Abstract
A 43-year-old woman was seen at the hospital because of an about 10-year history of swelling at the right side of the pubic bone which had been increasing in size with menstrual pains. When she was first seen, an irregular-shaped, hard submucosal tumor about 5cm in diameter was present in the right side of the pubic bone. Serum CA125 level increased to 72 (U/ml). Ultrasonic study showed a 39.6×23.5×32.3mm hypoechoic area with irregular margin. Abdominal CT scan visualized a heterogeneously enhanced irregular tumor shadow from the right inguinal region to the anterior surface of the pubic bone. Based on her clinical course, ectopic endometriosis was the most likely diagnosis and aspiration biopsy cytology (ABC) of the tumor confirmed the diagnosis of endometriosis.
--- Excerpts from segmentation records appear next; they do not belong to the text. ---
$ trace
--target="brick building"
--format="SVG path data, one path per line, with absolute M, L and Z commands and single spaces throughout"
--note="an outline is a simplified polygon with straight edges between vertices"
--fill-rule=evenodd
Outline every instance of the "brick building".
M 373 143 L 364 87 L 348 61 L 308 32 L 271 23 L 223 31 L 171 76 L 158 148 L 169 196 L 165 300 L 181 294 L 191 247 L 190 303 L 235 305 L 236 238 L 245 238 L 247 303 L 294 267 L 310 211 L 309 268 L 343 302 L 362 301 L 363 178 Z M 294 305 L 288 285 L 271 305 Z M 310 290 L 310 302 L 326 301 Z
According to her desire, surgical therapy was performed. The tumor had connected to the anterior surface of the pubic bone from the round ligament, and then the tumor with the round ligament was removed. The tumor was 5.5×5×4cm in size and elastic-hard with irregular margin, and the section was solid. Pathological study demonstrated endometrial glands with endometrial stroma in the fibrous tissues, and endometriosis was diagnosed. There has been no recurrence as of 1 year after the operation.
We consider that the patient interview is most important to make the diagnosis of the disease and it must be included in differential diagnoses of inguinal hernia. Besides surgical therapy, other treatments can carry good prognosis to the patient, so that preoperative ABC could be the preoperative examination of choice.